Безумное желание Кириллова стать Богом через акт своеволия-самоубийства также получает оправдание в рамках философии Карсавина. Если человек окажется способным к полноте метафизической смерти, к полноте жертвования себя миру, его жертвенная отдача станет его воскресением в качестве "центра" совершенного всеединства, он воплотит в себе всю полноту бытия, предстанет в качестве подлинного "явления Бога в ничто". Тот факт, что Карсавин резко отрицательно относится к самоубийству, нисколько не препятствует такой интерпретации истории Кириллова. Карсавин отрицает самоубийство как эмпирический акт, в котором самоотдача полностью отрывается от самоутверждения и тем самым разрушает двуединство смерти-воскресения (разъединения-единства)[7]. Но Кириллов вовсе не является обычным самоубийцей, который кончает с собой только потому, что не может и не хочет жить, только потому, что жаждет "отдать" себя, не видя в своей жизни смысла. Кириллов - это метафизический самоубийца, и его добровольная смерть предстает как величайшая жертва, приносимая человеком, который гораздо острее других чувствует полноту жизни и желает жить; он потому и приносит эту жертву, что после своих "пяти секунд", недоступных другим, он должен "перемениться физически или умереть" - должен осуществить абсолютную самоотдачу ради абсолютного самоутверждения. Это как раз то, что имеет в виду Карсавин в своем знаменитом тезисе о том, что бессмертие есть "истинная жизнь через истинную смерть"[8].

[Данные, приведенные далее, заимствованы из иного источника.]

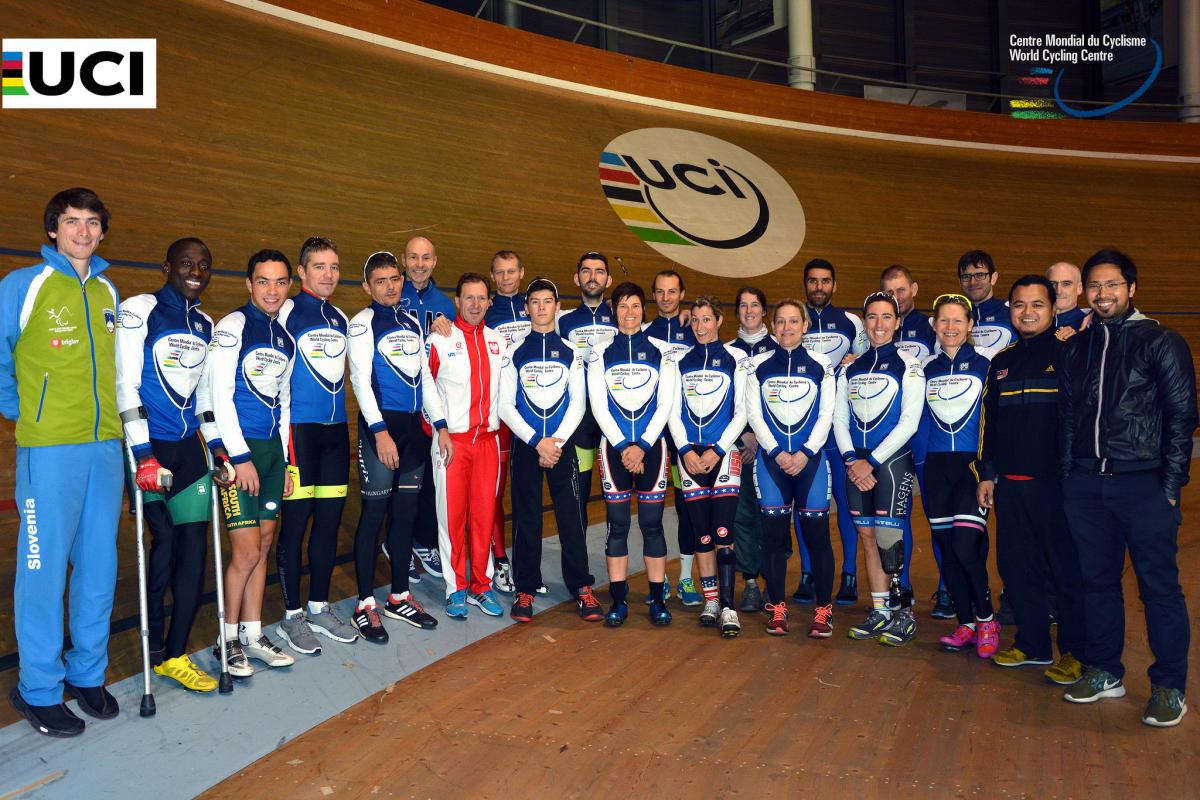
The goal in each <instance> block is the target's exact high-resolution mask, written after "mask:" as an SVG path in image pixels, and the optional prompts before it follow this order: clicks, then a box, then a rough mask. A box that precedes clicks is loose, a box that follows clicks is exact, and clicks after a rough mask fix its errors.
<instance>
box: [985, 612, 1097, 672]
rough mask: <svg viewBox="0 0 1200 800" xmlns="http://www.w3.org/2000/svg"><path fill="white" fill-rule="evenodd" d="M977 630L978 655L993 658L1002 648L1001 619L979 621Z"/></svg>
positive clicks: (991, 619)
mask: <svg viewBox="0 0 1200 800" xmlns="http://www.w3.org/2000/svg"><path fill="white" fill-rule="evenodd" d="M977 631H978V632H977V634H976V655H977V656H979V657H980V658H991V657H992V656H994V655H996V651H997V650H1000V620H996V619H990V620H988V621H986V622H977ZM1082 672H1084V669H1082V664H1080V673H1082ZM1078 678H1079V676H1078V675H1076V679H1078ZM1072 682H1074V681H1072Z"/></svg>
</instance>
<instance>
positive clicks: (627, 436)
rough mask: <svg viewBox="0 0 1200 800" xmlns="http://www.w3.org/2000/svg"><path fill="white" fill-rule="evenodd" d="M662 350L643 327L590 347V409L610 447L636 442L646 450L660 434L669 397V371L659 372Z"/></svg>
mask: <svg viewBox="0 0 1200 800" xmlns="http://www.w3.org/2000/svg"><path fill="white" fill-rule="evenodd" d="M665 355H666V354H665V353H664V350H662V348H661V347H660V345H659V344H656V343H655V342H654V341H653V339H650V337H648V336H647V335H646V332H644V331H638V332H637V333H632V335H630V333H617V335H616V336H614V337H613V338H612V339H610V341H608V342H605V343H602V344H601V343H598V344H595V345H594V347H593V349H592V355H590V356H589V361H588V396H589V398H590V403H592V414H593V415H594V416H595V420H596V422H598V423H599V426H600V432H601V433H602V434H604V437H605V439H607V440H608V444H610V445H611V446H612V447H613V449H614V450H617V451H620V450H624V449H625V447H628V446H629V445H634V444H636V445H638V446H641V447H642V450H644V451H646V452H649V451H650V449H652V447H653V446H654V445H655V444H656V443H658V441H659V439H661V438H662V428H664V426H665V425H666V421H667V415H668V414H670V411H671V404H672V401H673V397H674V396H673V391H674V386H673V385H671V383H670V380H668V379H670V375H671V374H672V373H670V372H668V373H666V374H664V371H662V359H664V357H665ZM665 378H666V379H665Z"/></svg>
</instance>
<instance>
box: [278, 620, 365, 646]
mask: <svg viewBox="0 0 1200 800" xmlns="http://www.w3.org/2000/svg"><path fill="white" fill-rule="evenodd" d="M278 632H280V638H282V639H283V642H284V644H287V645H288V646H289V648H292V649H293V650H295V651H296V652H302V654H305V655H307V656H312V655H320V642H318V640H317V634H316V633H313V632H312V628H311V627H308V619H307V616H305V613H304V612H302V610H301V612H300V613H299V614H296V615H295V616H287V615H284V616H283V619H282V620H281V621H280V626H278ZM354 636H355V637H356V636H358V633H355V634H354Z"/></svg>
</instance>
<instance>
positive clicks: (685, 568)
mask: <svg viewBox="0 0 1200 800" xmlns="http://www.w3.org/2000/svg"><path fill="white" fill-rule="evenodd" d="M695 558H696V557H695V555H680V557H679V579H680V581H686V579H688V578H690V577H691V561H692V559H695Z"/></svg>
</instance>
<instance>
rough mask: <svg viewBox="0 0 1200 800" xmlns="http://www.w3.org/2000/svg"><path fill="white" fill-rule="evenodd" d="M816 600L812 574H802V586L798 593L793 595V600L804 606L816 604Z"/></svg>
mask: <svg viewBox="0 0 1200 800" xmlns="http://www.w3.org/2000/svg"><path fill="white" fill-rule="evenodd" d="M816 599H817V594H816V590H815V589H814V588H812V573H811V572H802V573H800V585H798V587H796V593H794V594H793V595H792V600H794V601H796V602H798V603H800V604H802V606H804V604H809V603H814V602H816Z"/></svg>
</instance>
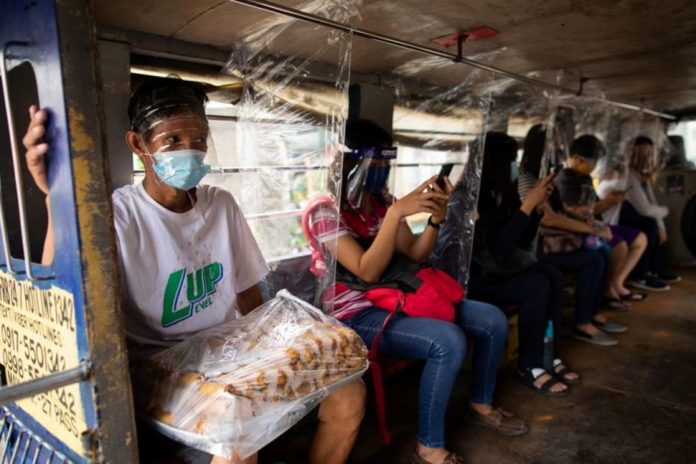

Интересно, что помимо Карсавина, у которого идея жертвенности, жертвенного умирания ради восстановления совершенства мира, ради "восстановления" Бога в мире, была обоснована в рамках очень сложной и содержательной философской системы, ту же самую идею в лаконичных и публицистически ярких работах (опубликованных в полном объеме только через десятилетия после смерти автора) развивал Александр Мейер. Для него эта тема фактически стала единственным способом оправдания того существования, которое были вынуждены вести миллионы людей в 20-30-годы в советской России. Напомним, что Мейер несколько лет (1929-1935) провел в заключении на Соловках и Белбалтлаге, а Карсавин закончил свои дни в 1952 году в одном из северных лагерей. В этой трагической, "жертвенной" судьбе двух мыслителей можно видеть парадоксальное "практическое" подтверждение той метафизической конструкции, которая стала самым ярким свидетельством оригинальности русской философии.